PEKS schemes have first been formalized and constructed by Boneh et al.. But with one exception, no known construction of a PEKS scheme supports the decryption of ciphertexts. That is, known constructions allow to *test* for a certain message, but they do not allow to *retrieve* the message, even when having the full secret key. Besides being somewhat unnatural for an encryption scheme, this ``no-decryption''-property also limits the applicability of a PEKS scheme. The one exception, a PEKS scheme with decryption due to Fuhr and Paillier, is formulated in the random oracle model, and inherently relies on the statistical properties of the random oracle. In fact, Fuhr and Paillier leave it as an open problem to construct a PEKS scheme with decryption in the standard model.
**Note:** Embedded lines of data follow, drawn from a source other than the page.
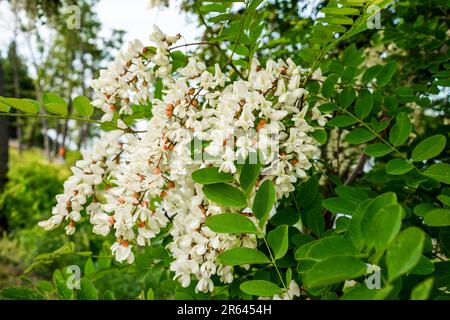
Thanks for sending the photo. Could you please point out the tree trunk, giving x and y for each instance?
(4, 154)
(15, 72)
(4, 151)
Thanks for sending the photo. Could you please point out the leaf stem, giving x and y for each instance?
(51, 116)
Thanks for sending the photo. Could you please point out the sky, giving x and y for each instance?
(135, 17)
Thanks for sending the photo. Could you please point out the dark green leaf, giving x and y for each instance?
(429, 148)
(333, 270)
(242, 255)
(211, 175)
(401, 130)
(398, 167)
(279, 241)
(439, 171)
(260, 288)
(230, 223)
(225, 195)
(83, 106)
(405, 252)
(342, 121)
(264, 200)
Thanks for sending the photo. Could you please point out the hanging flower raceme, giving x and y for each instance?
(133, 184)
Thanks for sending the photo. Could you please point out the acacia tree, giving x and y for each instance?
(304, 177)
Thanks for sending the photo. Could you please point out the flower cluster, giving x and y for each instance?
(132, 184)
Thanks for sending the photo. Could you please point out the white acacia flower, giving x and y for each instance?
(133, 185)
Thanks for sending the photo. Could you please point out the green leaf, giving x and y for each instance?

In this paper, we construct the first PEKS scheme with decryption (PEKSD scheme) in the standard model. Our sole assumption is an anonymous IBE scheme. We explain the technical difficulties that arise with previous attempts to build a PEKS scheme with decryption and how we overcome these difficulties. Technically, we isolate a vital additional property of IBE schemes (a property we call *well-addressedness* and which states that a ciphertext is tied to an identity and will be rejected when trying to decrypt with respect to any other identity) and show how to generically achieve it.
Our construction of a PEKSD scheme from an anonymous IBE scheme provides a natural example of a *non-shielding* construction (in which the decryption algorithm queries the encryption algorithm). Gertner et al. have shown that an IND-CCA secure public key encryption scheme cannot be constructed and proven from an IND-CPA secure scheme in a black-box and *shielding* way. However, our results give evidence that encryption queries in the decryption algorithm may well prove useful in a security reduction.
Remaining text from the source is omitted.